The Iranian people have overwhelmingly but not unanimously crowned Reza Pahlavi as the leader of their counterrevolution. Other opposition leaders, however, still have significant support. The success of the counterrevolution and the viability of a new Iran require all legitimate factions to cooperate now and accept Pahlavi as their interim leader.
In 2022, the Iranian opposition formed a coalition at a conference held at Georgetown University. Several figures joined forces to take down the Islamic Republic, but the coalition collapsed. The key reason was that Pahlavi believed that he alone deserved to lead it. Perhaps he was right. A successful democracy requires coalition politics, but a successful revolution needs an individual leader.
A successful democracy requires coalition politics, but a successful revolution needs an individual leader.
Pahlavi has worked hard to settle this question. In 2010, diaspora members launched a new satellite network called Manoto. Its production level was higher than its competitors, and its content was mostly entertainment, with a subtext of pre-revolutionary cultural nostalgia. Immediately, it dominated Iranian homes. A year later, the network began airing documentaries celebrating Iran’s progress during the Pahlavis’ rule. Two generations after the revolution, it sought to revive the Pahlavi name. As his family’s popularity recovered, so, too, did the crown prince’s standing. By the time of the Georgetown Coalition, Pahlavi had become the most dominant figure in the opposition.

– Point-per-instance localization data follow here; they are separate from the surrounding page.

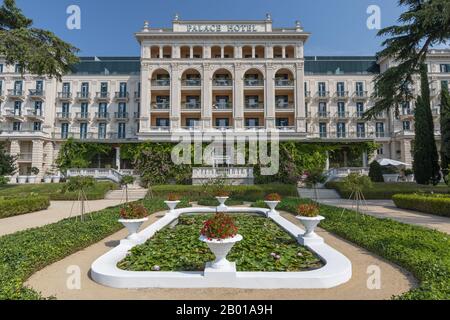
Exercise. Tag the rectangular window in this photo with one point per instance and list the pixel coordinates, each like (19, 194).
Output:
(64, 130)
(102, 130)
(323, 130)
(361, 130)
(83, 130)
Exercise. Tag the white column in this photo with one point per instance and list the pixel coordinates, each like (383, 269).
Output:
(118, 158)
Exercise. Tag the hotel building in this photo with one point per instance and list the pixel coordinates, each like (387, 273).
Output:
(233, 76)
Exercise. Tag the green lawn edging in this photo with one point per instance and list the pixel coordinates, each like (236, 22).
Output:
(423, 252)
(383, 191)
(433, 204)
(24, 253)
(10, 207)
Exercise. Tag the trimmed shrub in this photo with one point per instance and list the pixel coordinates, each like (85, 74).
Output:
(16, 206)
(433, 204)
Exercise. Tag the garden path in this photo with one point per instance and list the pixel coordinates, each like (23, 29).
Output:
(57, 211)
(387, 209)
(51, 281)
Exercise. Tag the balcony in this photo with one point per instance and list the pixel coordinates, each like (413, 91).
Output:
(284, 83)
(191, 83)
(253, 83)
(223, 106)
(341, 95)
(82, 116)
(222, 83)
(65, 96)
(38, 95)
(323, 95)
(121, 116)
(360, 95)
(196, 106)
(254, 106)
(102, 97)
(161, 83)
(101, 116)
(83, 96)
(161, 106)
(16, 94)
(65, 116)
(121, 96)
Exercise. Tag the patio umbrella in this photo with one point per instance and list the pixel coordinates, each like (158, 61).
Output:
(390, 162)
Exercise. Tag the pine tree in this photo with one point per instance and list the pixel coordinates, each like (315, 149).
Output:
(426, 160)
(445, 130)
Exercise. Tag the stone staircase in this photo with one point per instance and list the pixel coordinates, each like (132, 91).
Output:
(133, 194)
(322, 193)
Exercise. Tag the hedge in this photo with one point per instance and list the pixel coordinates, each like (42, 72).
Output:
(16, 206)
(24, 253)
(434, 204)
(383, 191)
(55, 191)
(423, 252)
(241, 193)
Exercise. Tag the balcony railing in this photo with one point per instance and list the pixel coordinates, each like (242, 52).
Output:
(254, 83)
(191, 105)
(161, 83)
(222, 82)
(284, 83)
(254, 105)
(102, 116)
(121, 116)
(161, 106)
(191, 82)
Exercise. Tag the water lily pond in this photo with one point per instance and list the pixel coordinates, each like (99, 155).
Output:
(266, 248)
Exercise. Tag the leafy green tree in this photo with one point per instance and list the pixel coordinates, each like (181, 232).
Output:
(445, 131)
(376, 172)
(426, 159)
(7, 162)
(37, 51)
(423, 25)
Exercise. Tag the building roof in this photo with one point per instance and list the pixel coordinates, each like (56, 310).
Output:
(314, 65)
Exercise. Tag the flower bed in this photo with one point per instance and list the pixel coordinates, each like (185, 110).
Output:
(16, 206)
(265, 247)
(437, 204)
(422, 251)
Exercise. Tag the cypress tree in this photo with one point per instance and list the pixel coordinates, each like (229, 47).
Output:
(426, 159)
(445, 131)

Other oppositionists claim that he sabotaged the coalition. They are right. But since then, fairly or unfairly, they have faded into obscurity, while Pahlavi spent his resources to organize a three-faceted movement: among the domestic opposition, within the regime, and in the diaspora.

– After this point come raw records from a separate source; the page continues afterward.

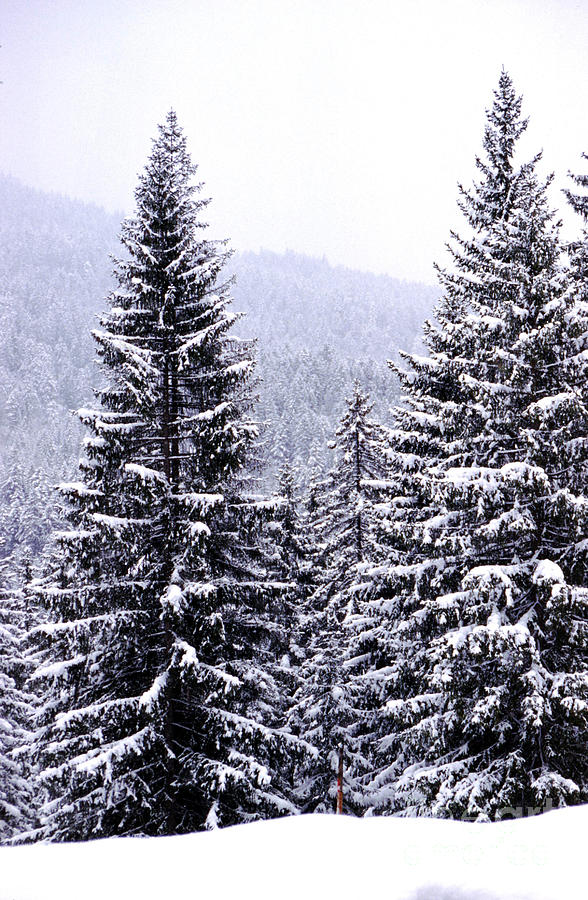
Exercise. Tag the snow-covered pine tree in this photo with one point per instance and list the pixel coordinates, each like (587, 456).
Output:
(17, 807)
(497, 716)
(346, 514)
(165, 712)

Pahlavi augments his legitimacy by claiming the purity of being the only opposition figure who never compromised with the regime. Such a claim deserves a footnote, though; he did offer to cooperate with insiders to end the regime and some of his subordinates are former reformists. In contrast, internal opposition such as Mostafa Tajzadeh and Narges Mohammadi tried to work within the system. Both are in prison, but many Iranians cannot overlook their past despite the price they currently pay. Masih Alinejad is a capable journalist and activist. She has been such a thorn in the regime’s eye that the Islamic Republic tried to kidnap her on U.S. soil. Many Iranians see her previous work as a reformist journalist to be disqualifying.

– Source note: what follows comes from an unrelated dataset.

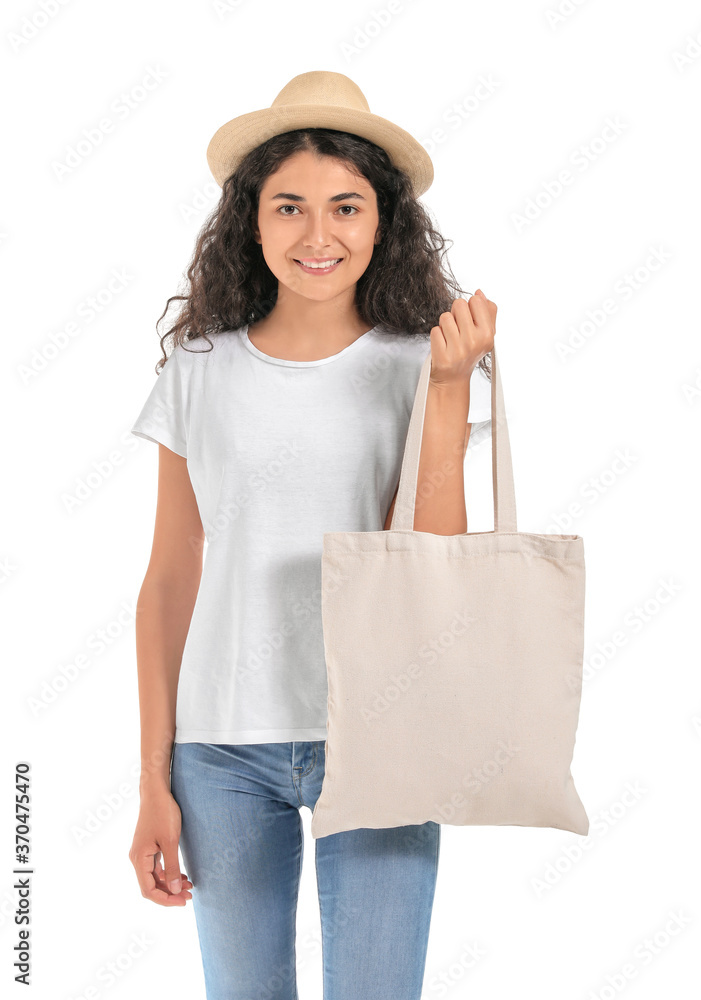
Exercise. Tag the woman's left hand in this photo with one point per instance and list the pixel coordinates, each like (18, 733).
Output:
(463, 337)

Other minor diaspora figures such as Hamed Esmaeilion marginalize themselves by embracing leftist views and anti-Zionism at a time Iranians have become more right-wing and look to Donald Trump and Benjamin Netanyahu as saviors. Certainly, leftism exists in Iran, but the leftist association as enablers to Ayatollah Ruhollah Khomeini’s Islamic Revolution undermines their broader allure.
A constitutional monarch could keep the country together while Iranians establish institutions to allow civil society to take root and grow.
The case for Pahlavi is stronger than the fact that he has emerged atop the scrum of a fissiparous opposition. Monarchy may be necessary to hold Iran together. Iran is ethnically diverse, even as ethnicity is fluid. Iranians are traditionally anxious about separatism. Iranians speak about “Turkmenchay” and “Golestan,” nineteenth-century treaties that saw the loss of territory to foreign powers, as shorthand for treasonous diplomacy. Here, the regime may purposely fan the flames of paranoia about separatism. The “white SIM card” scandal exposed that the regime backed separatist X accounts in the hope that the fear of disintegration would deter people from revolting.
Monarchy serves another function. Iran today lacks the necessary institutions for democracy. Without religion, civil society, political and civic education, or a living memory of democratic governance, representative government will likely devolve into ethnic tribalism. A constitutional monarch could keep the country together while Iranians establish institutions to allow civil society to take root and grow.
Pahlavi is a flawed figure, but is the only option left. His opponents fear that conceding leadership to him would repeat the 1978 mistake when the opposition deferred to Khomeini as a figure head, only to have him consolidate autocratic control and purge all those who did not mirror his theocratic vision.
Rallying around Pahlavi, however, need not mean repeating history. There are important differences. First, the Iran-Iraq War allowed Khomeini to eliminate his rivals under the guise of an existential threat to Iran. Such a threat does not exist today. Second, his partners gave him unconditional support. Even Tudeh Party chairman Noureddin Kianouri said that Communist women should wear the revolutionary chador. Pahlavi’s opponents should do the opposite. They should meet and agree on the outlines of a provisional government led by Pahlavi in exchange for conditional support to carry over while Iranians write a new constitution and elect a new government.